La Cour de Cassation casse ensuite les deux décisions de la Cour d’Appel au motif que la détermination du titulaire initial des droits d’auteur est également soumise à l’article 5.2 de la Convention de Berne, et ainsi à la loi du pays où la protection est revendiquée. Elle censure ainsi la Cour d’Appel qui avait considéré que les prérogatives patrimoniales du droit d’auteur qui sont transmissibles, à la différence du droit moral, pouvaient naître entre les mains d’un tiers sans choquer l’ordre juridique français.
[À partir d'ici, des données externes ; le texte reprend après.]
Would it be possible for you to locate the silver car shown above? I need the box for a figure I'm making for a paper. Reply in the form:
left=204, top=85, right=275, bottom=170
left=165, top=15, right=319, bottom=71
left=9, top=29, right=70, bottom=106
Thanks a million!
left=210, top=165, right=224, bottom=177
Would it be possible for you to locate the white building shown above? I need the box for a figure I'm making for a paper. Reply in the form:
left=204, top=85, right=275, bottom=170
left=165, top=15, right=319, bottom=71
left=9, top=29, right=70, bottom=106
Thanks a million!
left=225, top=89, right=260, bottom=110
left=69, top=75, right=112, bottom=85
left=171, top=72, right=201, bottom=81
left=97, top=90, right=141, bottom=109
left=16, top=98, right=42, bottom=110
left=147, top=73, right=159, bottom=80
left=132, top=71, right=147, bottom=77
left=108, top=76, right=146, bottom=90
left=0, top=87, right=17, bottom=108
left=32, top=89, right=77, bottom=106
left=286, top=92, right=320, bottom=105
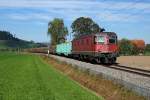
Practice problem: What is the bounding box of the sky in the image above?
[0,0,150,43]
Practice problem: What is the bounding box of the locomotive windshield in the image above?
[95,36,105,43]
[109,36,116,44]
[95,34,117,44]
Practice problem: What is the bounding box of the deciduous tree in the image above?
[48,18,68,46]
[119,39,140,55]
[71,17,105,38]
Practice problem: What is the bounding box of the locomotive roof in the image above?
[95,32,116,35]
[73,32,117,40]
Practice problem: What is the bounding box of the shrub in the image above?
[119,39,141,55]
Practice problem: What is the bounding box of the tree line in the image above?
[119,39,145,55]
[0,30,47,51]
[0,31,19,41]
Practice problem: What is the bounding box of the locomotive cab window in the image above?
[95,36,105,43]
[109,36,116,44]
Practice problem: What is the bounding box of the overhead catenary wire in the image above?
[112,0,146,21]
[99,0,144,19]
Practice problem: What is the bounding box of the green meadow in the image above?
[0,52,102,100]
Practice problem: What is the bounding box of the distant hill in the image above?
[0,31,47,49]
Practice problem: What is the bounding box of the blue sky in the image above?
[0,0,150,43]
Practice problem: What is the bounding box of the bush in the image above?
[119,39,140,55]
[144,44,150,55]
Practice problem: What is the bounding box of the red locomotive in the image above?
[72,32,119,64]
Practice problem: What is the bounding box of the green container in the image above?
[56,42,72,56]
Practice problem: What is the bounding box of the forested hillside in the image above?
[0,31,47,49]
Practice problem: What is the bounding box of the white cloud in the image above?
[8,13,51,21]
[0,0,150,22]
[97,12,140,22]
[0,0,150,11]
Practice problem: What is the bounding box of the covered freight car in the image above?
[56,42,72,56]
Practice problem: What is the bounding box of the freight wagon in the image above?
[56,42,72,56]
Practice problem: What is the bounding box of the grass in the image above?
[0,52,102,100]
[42,56,146,100]
[144,51,150,56]
[0,41,9,49]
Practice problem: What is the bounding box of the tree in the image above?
[144,44,150,55]
[131,40,145,53]
[0,31,14,40]
[119,39,134,55]
[119,39,140,55]
[47,18,68,46]
[145,44,150,51]
[71,17,105,38]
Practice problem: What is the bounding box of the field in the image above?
[0,52,102,100]
[117,56,150,70]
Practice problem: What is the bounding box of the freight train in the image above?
[56,32,119,64]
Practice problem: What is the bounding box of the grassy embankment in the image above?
[0,52,102,100]
[42,55,146,100]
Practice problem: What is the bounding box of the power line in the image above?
[103,0,145,22]
[119,0,148,21]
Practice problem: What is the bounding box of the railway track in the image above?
[103,64,150,77]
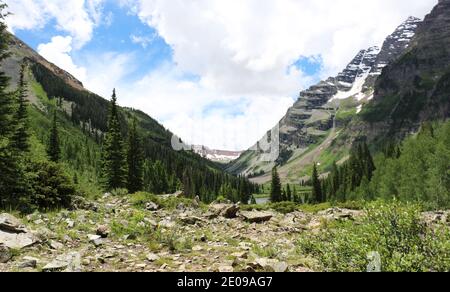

Les entreprises étrangères, employant des auteurs français, ne pourront que porter attention à ces décisions qui témoignent une fois de plus de l’attitude, très protectrice des auteurs, adoptée par les juridictions françaises, dans la logique de la décision maintenant ancienne de la même Cour Suprême, relative cette fois, au droit moral de l’auteur dans l’arrêt du 28 mai 1991, à propos de la colorisation du film de John Huston, Asphalt Jungle, à laquelle ses héritiers s’opposaient. La Cour avait, dans cette décision, évincé la loi américaine, normalement applicable, au profit de la loi française, au motif que les règles relatives au droit moral sont d’ordre public et donc d’application impérative.

 

Brèves :

Adhésion des Comores à l’OAPI

Le 25 mai 2013, Les Comores ont rejoint l’Organisation africaine de la propriété intellectuelle (OAPI) en adhérant à l’Accord de Bangui, et sont devenus ainsi le dix-septième membre de l’organisation. Par cette adhésion, les droits de propriété intellectuelle seront désormais étendues à cette nation insulaire en déposant une seule demande par le bureau de l’OAPI, dont le siège est situé à Yaoundé, au Cameroun.

Adhésion de l’Inde au Protocole de Madrid

Le 8 avril 2013, le Gouvernement indien a déposé auprès du Directeur général de l’OMPI son instrument d’adhésion au Protocole de Madrid. Le Protocole de Madrid entrera en vigueur, à l’égard de l’Inde, le 8 juillet 2013. L’adhésion de l’Inde au Protocole de Madrid porte à 89 le nombre de parties contractantes au Protocole de Madrid et à 90 le nombre total de parties contractantes au système de Madrid.